I just let the silence linger. Right up until I can’t. My mind is going a mile a minute. “The psychologist in the hospital that I talked to really helped me get things sorted out. To manage my expectations and adjust to the new way of things. To overcome the trauma of it all.”
“That’s good. I’m glad.”
“Yeah.”
“But the dreams will go away eventually,” he says. Not even sounding convinced himself. If anything, he seems tired, hurt, and defeated. “I don’t need anyone messing around with the inside of my head.”
“It’s coming up on a year since the accident,” I say in a gentle voice.
“That’s still a ways off.”
“It’s not that far.”
“Hmm,” he says. “I don’t know.”
“Just think about it. I’ll make it worth your while.”
“Oh, yeah?”
“Totally,” I say, shuffling up and around until I can nuzzle the side of his face. “I am more than open to bribing you, baby.”
“I’m all ears.”
“Like, I’ll share my skincare routine with you.”
“Wow,” he says in a flat voice.
“Right?” I smile. “That shit’s taken me years to get down and here I am just offering it up for free.”
“I cleanse and moisturize.”
“Yeah, but do you chemically exfoliate before applying a serum, eye cream, hydrating gel, and moisturizer mixed with facial oil for enhanced hydration?”
“Can’t say that I do.”
“There you go. Amateur.” It’s official. Nibbling on Leif’s neck is now my new favorite thing. “I wonder if a therapist would think our attachment was unhealthy due to us meeting through the accident and everything.”
“Where the hell did that come from?” he asks, back to sounding cranky again. Whoops.
“I don’t know. Just a random thought.”
“That’s it. We’re not going to therapy,” he says. “We each have enough hang-ups without that sort of negativity entering into things.”
“They might not say we’re unhealthy. You never know. I was just overthinking things.”

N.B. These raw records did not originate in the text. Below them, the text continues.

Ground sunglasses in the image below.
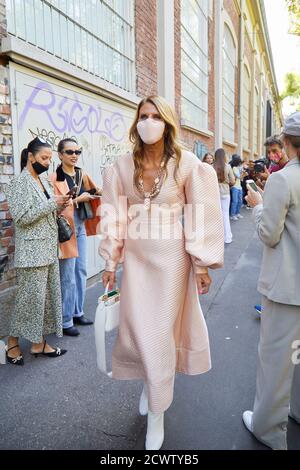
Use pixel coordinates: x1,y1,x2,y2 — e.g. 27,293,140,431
63,150,82,156
36,137,52,147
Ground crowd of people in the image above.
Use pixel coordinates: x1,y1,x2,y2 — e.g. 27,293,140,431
202,135,289,244
6,96,300,450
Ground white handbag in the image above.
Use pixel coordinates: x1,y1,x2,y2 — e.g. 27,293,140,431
94,284,120,377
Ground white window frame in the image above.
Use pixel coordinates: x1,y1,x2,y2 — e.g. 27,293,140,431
6,0,136,93
181,0,210,134
222,23,237,142
243,63,251,151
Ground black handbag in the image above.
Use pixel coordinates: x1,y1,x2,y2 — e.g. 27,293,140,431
56,215,73,243
75,169,95,220
78,202,94,220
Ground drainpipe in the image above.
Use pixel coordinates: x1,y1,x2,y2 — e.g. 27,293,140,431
214,0,223,149
238,0,245,156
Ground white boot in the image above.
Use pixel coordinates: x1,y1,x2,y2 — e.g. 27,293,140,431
243,410,253,433
139,383,148,416
145,410,164,450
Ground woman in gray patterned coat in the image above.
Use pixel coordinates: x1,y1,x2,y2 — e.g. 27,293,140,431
6,138,69,365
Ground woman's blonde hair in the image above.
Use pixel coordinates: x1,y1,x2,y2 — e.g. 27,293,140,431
129,95,181,186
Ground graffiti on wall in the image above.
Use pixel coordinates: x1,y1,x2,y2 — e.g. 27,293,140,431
18,81,127,142
18,80,130,174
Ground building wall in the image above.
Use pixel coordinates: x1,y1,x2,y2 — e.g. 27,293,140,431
174,0,215,152
135,0,157,97
223,0,240,155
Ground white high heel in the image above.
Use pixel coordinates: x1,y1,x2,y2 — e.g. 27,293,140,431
145,410,164,450
139,383,148,416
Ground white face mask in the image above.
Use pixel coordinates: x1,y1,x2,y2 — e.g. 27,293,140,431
137,118,166,145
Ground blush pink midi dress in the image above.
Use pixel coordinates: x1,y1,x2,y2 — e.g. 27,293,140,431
99,150,224,413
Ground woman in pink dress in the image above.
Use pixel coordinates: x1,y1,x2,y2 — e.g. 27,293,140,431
100,96,224,450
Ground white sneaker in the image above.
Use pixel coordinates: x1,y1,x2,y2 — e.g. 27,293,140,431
139,383,148,416
145,410,164,450
243,411,253,432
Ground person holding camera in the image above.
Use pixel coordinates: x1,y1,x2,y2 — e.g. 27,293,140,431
230,154,243,220
264,135,289,174
6,137,70,366
243,112,300,450
50,138,101,336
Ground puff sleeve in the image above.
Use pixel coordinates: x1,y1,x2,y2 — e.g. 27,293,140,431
184,160,224,274
99,166,127,271
6,178,57,228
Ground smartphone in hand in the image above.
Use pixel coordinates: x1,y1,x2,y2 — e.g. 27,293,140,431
67,185,78,197
247,180,259,192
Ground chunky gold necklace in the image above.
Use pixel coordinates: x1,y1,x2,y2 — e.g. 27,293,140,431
138,160,166,211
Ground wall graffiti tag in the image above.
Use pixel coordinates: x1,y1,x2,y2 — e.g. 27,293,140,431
18,81,127,142
28,127,77,151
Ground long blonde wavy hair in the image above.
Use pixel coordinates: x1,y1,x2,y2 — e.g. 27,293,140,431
129,95,181,186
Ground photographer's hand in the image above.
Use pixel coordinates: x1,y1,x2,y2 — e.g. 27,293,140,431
245,184,263,207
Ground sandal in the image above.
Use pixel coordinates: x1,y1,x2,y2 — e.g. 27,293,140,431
30,340,67,357
5,344,24,366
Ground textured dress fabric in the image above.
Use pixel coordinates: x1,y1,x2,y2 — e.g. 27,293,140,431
6,169,62,343
99,151,224,412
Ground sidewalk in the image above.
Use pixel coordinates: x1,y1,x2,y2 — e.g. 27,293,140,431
0,210,300,450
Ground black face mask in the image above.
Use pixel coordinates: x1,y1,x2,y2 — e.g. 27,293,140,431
31,162,49,175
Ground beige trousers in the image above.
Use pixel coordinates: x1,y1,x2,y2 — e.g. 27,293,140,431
253,297,300,450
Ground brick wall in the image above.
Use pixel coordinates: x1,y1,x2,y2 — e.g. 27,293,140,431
135,0,157,97
174,0,215,151
224,0,240,154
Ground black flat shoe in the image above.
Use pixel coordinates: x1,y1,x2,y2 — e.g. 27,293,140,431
63,326,80,336
73,315,94,326
5,344,24,366
30,340,67,357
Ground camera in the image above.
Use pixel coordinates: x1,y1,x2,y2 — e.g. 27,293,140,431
254,160,265,173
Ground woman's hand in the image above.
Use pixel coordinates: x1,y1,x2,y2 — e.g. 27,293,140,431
73,192,94,205
245,184,263,207
102,271,116,290
196,274,211,295
54,196,71,214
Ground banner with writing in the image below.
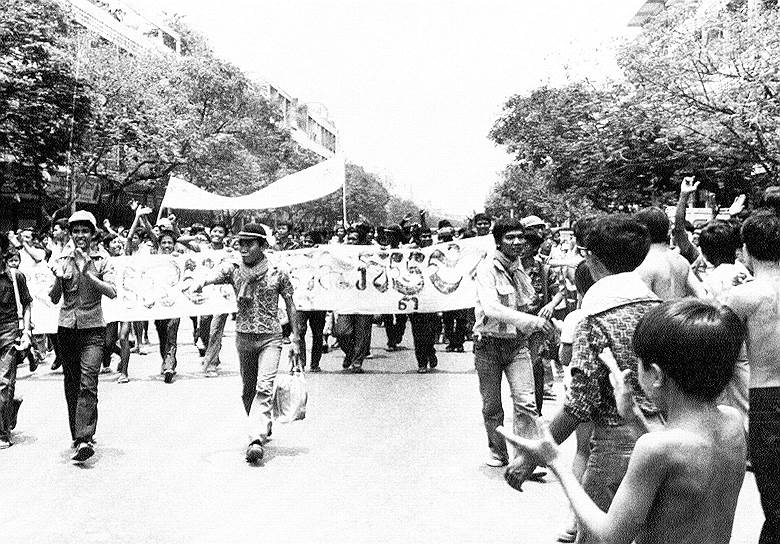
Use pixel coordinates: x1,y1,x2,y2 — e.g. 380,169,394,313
22,236,495,334
269,236,495,314
22,251,236,334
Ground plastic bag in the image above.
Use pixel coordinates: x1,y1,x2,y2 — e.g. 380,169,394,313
273,370,309,423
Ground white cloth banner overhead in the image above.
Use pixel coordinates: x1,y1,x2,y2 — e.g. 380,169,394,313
24,251,236,334
269,236,495,314
161,157,345,210
24,236,495,334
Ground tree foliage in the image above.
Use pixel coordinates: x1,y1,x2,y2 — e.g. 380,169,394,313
0,0,90,195
489,2,780,215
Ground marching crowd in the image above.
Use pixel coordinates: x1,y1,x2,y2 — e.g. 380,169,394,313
0,178,780,543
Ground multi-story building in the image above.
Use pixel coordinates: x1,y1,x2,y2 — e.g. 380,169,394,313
259,80,339,159
60,0,181,54
628,0,778,27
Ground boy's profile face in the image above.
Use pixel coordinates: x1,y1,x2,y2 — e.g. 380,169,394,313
238,238,263,264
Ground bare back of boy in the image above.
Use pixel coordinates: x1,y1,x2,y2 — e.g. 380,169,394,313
636,244,694,300
726,277,780,388
610,406,747,544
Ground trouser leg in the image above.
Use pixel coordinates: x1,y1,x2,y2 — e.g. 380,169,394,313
163,318,181,372
336,314,357,368
409,314,428,368
154,319,168,367
528,332,544,415
103,321,119,367
309,311,326,368
117,321,130,376
57,327,81,440
448,310,466,348
352,315,373,367
236,333,260,415
504,347,537,438
474,340,509,459
203,314,228,367
239,334,282,443
296,311,312,366
0,338,19,439
198,315,214,349
74,327,106,442
382,314,396,348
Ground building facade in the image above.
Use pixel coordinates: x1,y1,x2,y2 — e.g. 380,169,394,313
60,0,181,55
628,0,778,27
258,80,339,159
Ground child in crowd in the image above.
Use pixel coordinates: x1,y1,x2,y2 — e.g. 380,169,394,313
726,211,780,544
499,299,748,544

“Mm.” He says nothing for a moment. “Do you worry about that? About our friendship being unhealthy?”
“I didn’t really until now.”
Which is when he rolls me beneath his big body with minimal effort. “New household rule, Anna. No coming up with new problems until we’ve dealt with the ones we have already, okay?”
“That makes sense, I guess.”
“I know you’re a worrier, but we have to keep things in check or we’re both going to get overwhelmed.”